Os perigos da bomba para emagrecer

Fórmulas manipuladas para perder peso preocupam médicos; Anvisa não acompanha venda desde 2009

27º Curso Estado de Jornalismo

Matheus Prado e Willy Delvalle

Inibidor de apetite, antidepressivo, calmante, laxante, diurético, hormônio, acelerador de metabolismo. Sem falar de queimadores de gordura e potássio. Tudo dentro de uma cápsula manipulada para emagrecer, que pode ser comprada sem receita na internet, ou mesmo prescrita em consultórios médicos. Especialistas ouvidos pelo Estado afirmam que a procura e a indicação desse tipo de fórmula têm crescido no País em relação aos industrializados. Mas não há pesquisa que comprove essa alta. Embora as farmácias sejam obrigadas a declarar as substâncias vendidas, a Anvisa não reúne esses dados desde 2009, quando fez a última pesquisa sobre o tema, que já demonstrava o uso irracional de remédios manipulados para emagrecer - inclusive com associação proibida de substâncias.

Para controlar o peso, Fabiane faz dieta e costuma correr. Recentemente, começou a nadar

Com reações que podem variar de uma alteração de humor até a morte, esses medicamentos estão sendo prescritos para quem está com dois ou três quilos acima do peso. “As pessoas buscam fórmulas mágicas”, afirma Alexandre Hohl, presidente da Sociedade Brasileira de Endocrinologia e Metabologia (SBEM).

A Anvisa informa que o problema saiu de sua agenda de acompanhamento por falta de profissionais para analisar os dados do Sistema Nacional de Gerenciamento de Produtos Controlados (SNGPC). O ministro da Saúde, Ricardo Barros, nega que a Anvisa tenha problemas de pessoal e fala que a agência, na verdade, precisa se adaptar e simplificar seus processos para ter informação. “Se o medicamento controlado foi vendido na farmácia, a Anvisa pode saber online. Existe tecnologia para isso.”

Por causa de uma dessas bombas emagrecedoras sem fiscalização, a soldadora Fabiane Ortiz, de 38 anos, foi parar no hospital. “O médico que me atendeu disse que eu estava tomando mata-rato”, conta. Ela queria emagrecer e procurou uma médica em Pelotas (RS). De acordo com Fabiane, a profissional a pesou, perguntou se tomava algum medicamento e receitou uma fórmula, sem lhe dizer quais eram as substâncias. Após três semanas de uso, desmaiou e foi levada ao hospital. Depois do susto, recuperou quase todo o peso que havia perdido.

Riscos das combinações

Segundo Elisaldo Carlini, pesquisador em Medicina Preventiva da Unifesp e mestre em Psicofarmacologia pela Universidade de Yale, a fórmula mais comum nas prescrições de manipulados contém anorético (remédio para emagrecer, como a sibutramina), laxante, diurético, hormônios e potássio. “Mais do que emagrecer, murcha a pessoa”, diz. Quando interrompida a medicação, a tendência é retornar ao peso inicial ou engordar ainda mais.

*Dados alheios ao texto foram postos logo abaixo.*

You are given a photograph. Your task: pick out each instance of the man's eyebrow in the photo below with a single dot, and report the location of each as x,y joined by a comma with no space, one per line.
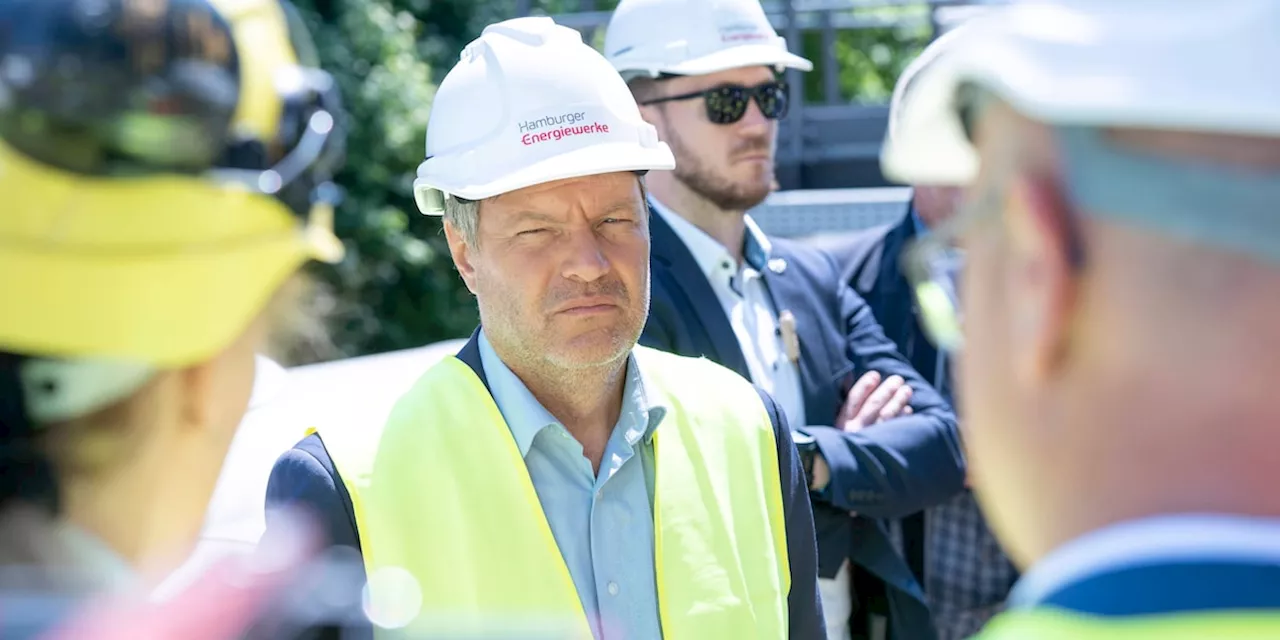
629,206
533,216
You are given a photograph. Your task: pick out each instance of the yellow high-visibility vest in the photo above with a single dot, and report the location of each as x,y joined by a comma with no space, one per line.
455,539
1048,624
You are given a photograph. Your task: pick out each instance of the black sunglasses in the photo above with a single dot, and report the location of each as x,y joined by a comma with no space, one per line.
727,104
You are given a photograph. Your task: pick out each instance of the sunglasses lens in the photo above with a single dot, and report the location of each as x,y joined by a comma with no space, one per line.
726,105
773,100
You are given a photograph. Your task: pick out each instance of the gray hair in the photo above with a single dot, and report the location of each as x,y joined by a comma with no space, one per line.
464,215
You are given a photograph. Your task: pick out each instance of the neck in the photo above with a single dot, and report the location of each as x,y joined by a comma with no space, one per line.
586,401
725,225
149,522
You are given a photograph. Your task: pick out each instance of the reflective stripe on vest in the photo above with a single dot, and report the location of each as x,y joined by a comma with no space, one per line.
442,496
1061,625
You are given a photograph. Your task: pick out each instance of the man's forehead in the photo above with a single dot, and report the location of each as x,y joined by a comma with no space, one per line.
598,192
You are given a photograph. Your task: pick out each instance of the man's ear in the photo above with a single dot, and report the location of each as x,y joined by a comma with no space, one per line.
461,254
1042,275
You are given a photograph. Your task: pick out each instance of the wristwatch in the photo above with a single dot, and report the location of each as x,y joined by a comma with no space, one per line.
808,448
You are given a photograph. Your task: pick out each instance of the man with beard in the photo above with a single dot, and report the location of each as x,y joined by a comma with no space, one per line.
885,443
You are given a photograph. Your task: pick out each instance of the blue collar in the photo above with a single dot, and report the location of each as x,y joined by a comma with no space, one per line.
708,251
525,416
1160,565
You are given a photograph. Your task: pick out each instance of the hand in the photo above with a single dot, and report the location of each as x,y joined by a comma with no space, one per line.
871,402
821,474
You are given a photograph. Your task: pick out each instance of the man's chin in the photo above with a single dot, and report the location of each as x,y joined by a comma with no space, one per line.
594,350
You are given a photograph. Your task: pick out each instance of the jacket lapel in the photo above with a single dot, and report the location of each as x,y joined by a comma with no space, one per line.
470,356
789,292
673,255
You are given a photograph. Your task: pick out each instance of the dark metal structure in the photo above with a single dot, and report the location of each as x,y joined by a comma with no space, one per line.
830,142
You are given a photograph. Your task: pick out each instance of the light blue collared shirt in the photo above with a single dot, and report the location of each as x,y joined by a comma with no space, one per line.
603,525
1147,542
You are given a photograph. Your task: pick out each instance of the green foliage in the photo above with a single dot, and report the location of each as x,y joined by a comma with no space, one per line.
397,287
869,59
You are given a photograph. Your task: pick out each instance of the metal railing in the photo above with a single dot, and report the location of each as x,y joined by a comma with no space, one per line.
830,131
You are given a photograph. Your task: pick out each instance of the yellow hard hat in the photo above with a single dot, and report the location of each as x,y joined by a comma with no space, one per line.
164,167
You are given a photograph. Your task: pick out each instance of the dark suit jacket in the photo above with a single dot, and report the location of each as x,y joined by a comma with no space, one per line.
306,475
872,263
885,471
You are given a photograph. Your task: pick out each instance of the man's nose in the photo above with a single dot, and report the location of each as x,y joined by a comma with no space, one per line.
584,256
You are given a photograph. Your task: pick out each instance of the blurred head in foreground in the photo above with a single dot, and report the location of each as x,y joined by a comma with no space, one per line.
167,168
1121,248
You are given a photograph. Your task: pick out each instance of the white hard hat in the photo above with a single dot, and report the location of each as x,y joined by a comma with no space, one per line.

Desde 1998, o Conselho Federal de Medicina proíbe associações medicamentosas por serem potencialmente prejudiciais. “Quem prescreve esse tipo de associação sabe que não deve”, diz Márcio Mancini, integrante da Sociedade Brasileira de Endocrinologia e Metabologia. Ainda assim, pílulas que associam substâncias são facilmente adquiridas na internet sem a exigência de receita, e até em consultórios.

A endocrinologista Maria Edna de Melo, da SBEM, analisou diversas dessas fórmulas emagrecedoras e os riscos à saúde de cada uma. “Combinar calmante e antidepressivo com laxante, diurético e hormônio queimador de gordura pode causar arritmia cardíaca e, em doses elevadas, até morte”, alerta a médica. “Nenhum desses medicamentos deve ser utilizado para tratamento da obesidade, seja isolado ou em associação.”

Fiscalização falha

Para Alexandre Hohl, da SBEM, é preocupante a Anvisa não monitorar o uso dos manipulados para emagrecer. Além disso, a agência só faz estudos sobre a substâncias de modo isolado, e não misturadas. Hohl defende a fiscalização de farmácias de manipulação, médicos e propõe mudanças no comportamento dos pacientes. “Uma força-tarefa que juntasse Conselhos Regionais de Farmácia, de Medicina e Anvisa poderia modificar esse cenário”, afirma.

A Anvisa recebe informações sobre venda de medicamentos controlados, mas afirma que a fiscalização cabe à vigilância sanitária de Estados e municípios. Questionada sobre como são elaboradas políticas públicas sem dados, a Anvisa reconhece: “essa é a dificuldade”.